Dr. Teru Toyokawa became new Chair of the Human Development Department at CSUSM this school year


How did you become interested in human development?
While I was doing my clinical internship for my graduate training as a clinical psychologist, I came to realize that how my clients were influenced by their family members and other relationships they had at school, in the neighborhood, and with their communities. Then, when I found that Human Development is the field of study that focuses on people’s development with an emphasis of the interactions between the developing person and context/environment, I thought that that emphasis and perspective just made sense to me.

What type of research are you doing?
My major research interest lies in developmental issues among youth during the transitional period from adolescence to adulthood in various cultures. I conduct research in emerging adults’ formation of identity, particularly the antecedents and outcomes of career identity among emerging adults. I also conduct cross-cultural studies in young people’s conception of adulthood (e.g., what adult means and how they get to know when they become an adult).

What inspired you to choose that area of research?
When I was a graduate student, I became fascinated by how developmental researchers attempted to study people’s ‘changes’ across life. Some of the studies that I read about how changes occur and how environmental factors explain differences among people in developmental trajectories excited me about the field. People experience a variety of changes when they go through life transitions.

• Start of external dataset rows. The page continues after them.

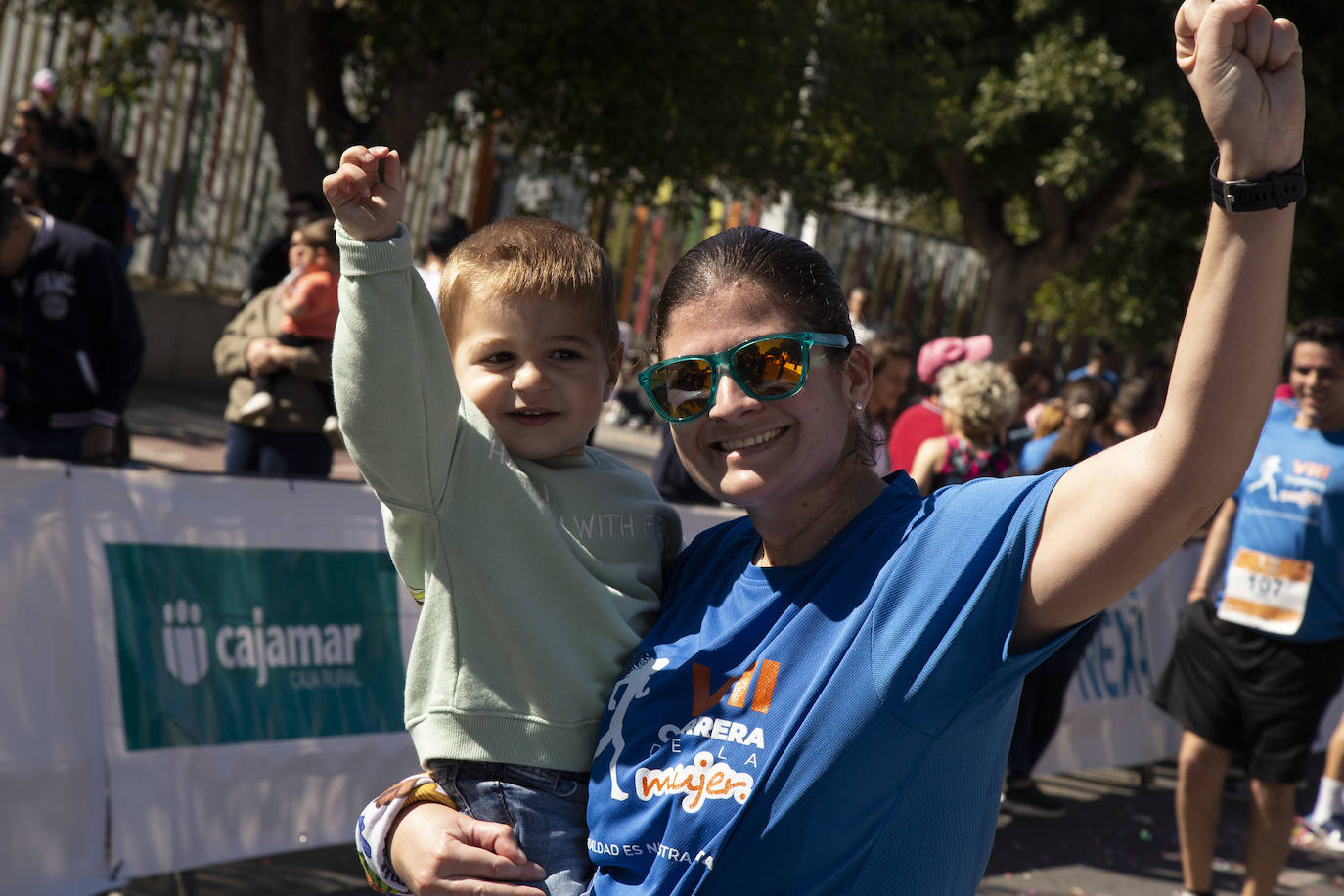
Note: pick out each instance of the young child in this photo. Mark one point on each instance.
(538, 560)
(308, 298)
(978, 400)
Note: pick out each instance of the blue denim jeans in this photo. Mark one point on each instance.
(545, 808)
(248, 449)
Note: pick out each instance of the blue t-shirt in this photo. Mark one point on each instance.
(1290, 504)
(1034, 452)
(840, 726)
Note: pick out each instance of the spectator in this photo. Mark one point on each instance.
(978, 399)
(1034, 387)
(126, 169)
(23, 147)
(309, 306)
(45, 85)
(270, 263)
(1084, 405)
(893, 363)
(1099, 363)
(445, 231)
(288, 441)
(858, 299)
(1260, 649)
(70, 340)
(923, 421)
(75, 184)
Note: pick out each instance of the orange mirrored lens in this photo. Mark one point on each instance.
(683, 388)
(770, 367)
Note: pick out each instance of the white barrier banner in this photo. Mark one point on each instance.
(205, 669)
(251, 637)
(51, 763)
(1109, 718)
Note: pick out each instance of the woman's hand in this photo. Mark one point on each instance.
(367, 193)
(261, 356)
(437, 849)
(1246, 68)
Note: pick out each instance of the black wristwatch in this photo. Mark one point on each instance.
(1275, 191)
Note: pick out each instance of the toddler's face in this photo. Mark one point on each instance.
(538, 371)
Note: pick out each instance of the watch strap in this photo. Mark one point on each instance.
(1275, 191)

And for me, the transition from adolescence to young adulthood was one of the most challenging periods in my life so far so that I wanted to understand this transitional period further to help young people navigate the transition through contributing to the field.

What do you hope students take away from your classes at the end of each semester?
Studying Human Development helps you better understand yourself. I would be happy if students in my class would understand themselves better when they leave my classes than they did before taking my class.

What is the biggest challenge in your job?
Catching up with changing students’ needs and interests, their goals in learning, and meeting them using changing technologies.

What is the greatest reward of your job?
Seeing the education, career, and personal success of students whom I taught. I am always delighted to hear from students after they graduate.

What would people be surprised to know about you?
I ran the Boston Marathon twice!

What do you enjoy doing when you’re not working?
Running, knitting, and playing an out-of-tune jazz guitar

What’s the best part about working at CSUSM?
Working with students, faculty, and staff who come from such diverse cultural backgrounds.